GⅡの日経賞には、昨年の菊花賞馬キセキが復帰戦を迎える。香港遠征では崩れたものの、極悪馬場の3000mを目一杯走った後を考えれば仕方の無いところもある。今回は春の天皇賞へ向けて注目の復帰戦となるのは間違い無い。

ただ、鞍上にはミルコ・デムーロでは無く、クリストフ・ルメールとなっているところに疑問を持つ方は多いだろう。そのミルコはトーセンバジルに乗る。何故なのか…


一応経緯的には、本来は日経新春杯を勝ったパフォーマプロミスが、早い段階ではここに出走を予定しており騎乗予定だった。ただ、そのパフォーマプロミスは目黒記念に切り替え、そして同じ藤原英厩舎の管理馬であるトーセンバジルが、阪神大賞典を岩田騎手で予定していたところ、その岩田騎手がレインボーラインに乗る事になり、スライドしてミルコを乗せてここへとなった。

この一連の流れから仕方が無いとも思えるのだが、乗ろうと思えばキセキには乗れるタイミングはあったはずで、疑問は拭いきれない。

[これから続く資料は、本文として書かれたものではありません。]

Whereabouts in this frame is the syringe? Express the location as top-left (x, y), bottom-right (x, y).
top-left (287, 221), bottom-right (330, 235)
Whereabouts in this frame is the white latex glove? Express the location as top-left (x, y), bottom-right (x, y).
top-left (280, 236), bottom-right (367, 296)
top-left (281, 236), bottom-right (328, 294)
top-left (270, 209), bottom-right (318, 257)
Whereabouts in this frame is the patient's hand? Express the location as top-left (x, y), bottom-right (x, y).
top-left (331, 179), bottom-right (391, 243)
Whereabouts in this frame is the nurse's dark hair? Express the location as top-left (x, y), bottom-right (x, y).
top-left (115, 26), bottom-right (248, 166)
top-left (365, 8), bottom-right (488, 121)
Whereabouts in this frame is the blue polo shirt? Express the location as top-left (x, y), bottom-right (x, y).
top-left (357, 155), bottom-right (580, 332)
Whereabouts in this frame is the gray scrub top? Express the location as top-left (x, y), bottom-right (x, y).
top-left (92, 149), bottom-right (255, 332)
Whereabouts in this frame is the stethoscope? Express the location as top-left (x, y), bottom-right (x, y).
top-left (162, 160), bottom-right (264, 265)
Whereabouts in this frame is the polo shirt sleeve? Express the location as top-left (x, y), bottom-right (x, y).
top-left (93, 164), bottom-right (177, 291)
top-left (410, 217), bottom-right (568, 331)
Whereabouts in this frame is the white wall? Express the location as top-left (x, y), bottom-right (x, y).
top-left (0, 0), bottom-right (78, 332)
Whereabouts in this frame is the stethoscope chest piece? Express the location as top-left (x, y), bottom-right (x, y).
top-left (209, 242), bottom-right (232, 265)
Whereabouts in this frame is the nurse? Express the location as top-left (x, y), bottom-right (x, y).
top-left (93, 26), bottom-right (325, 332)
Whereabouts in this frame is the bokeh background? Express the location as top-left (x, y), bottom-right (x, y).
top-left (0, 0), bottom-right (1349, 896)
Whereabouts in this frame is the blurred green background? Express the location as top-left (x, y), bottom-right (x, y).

そのキセキに乗るルメールは、春の天皇賞とセットでの依頼、何事もなければ次走も手綱を取る事が決まった。ではミルコは天皇賞で何に乗るのか…


実はこれがまだ決まっていないようだ。

ここから先はあくまで推測としてお伝えするが、昨年、JCを制したシュヴァルグラン。キタサンブラックが引退した今、古馬の王道路線でトップの存在だろう。そのシュヴァルグランには京都大賞典で手綱を取り、JCの1週前追い切りにも騎乗したほど、背中も良く知っている。もしかすると、そのシュヴァルグランに勝てる馬を見出すまでは待っていたのかも知れない。

もともと勝ちに拘るジョッキー、「勝てないなら乗らない」というシーンもしばしば見て来た。要は「シュヴァルグランに勝てないなら乗らない」という事なのかも知れない。若しくは、ボウマン騎乗で決まっているものの、騎乗停止の多いジョッキーなだけに直前で来日できなくなる可能性も無きにしも非ず、その時に体が空いていればオファーは間違いなくくるだろう。そういうイレギュラーも想定しての行動かも知れない。

どちらにせよ、もしその通りなら、「キセキではシュヴァルグランに勝てない」と思っている事になるのだが…


結果が出るのは約1ヶ月後、その先を予測するためにも、今週は土曜日のレースから目が離せない。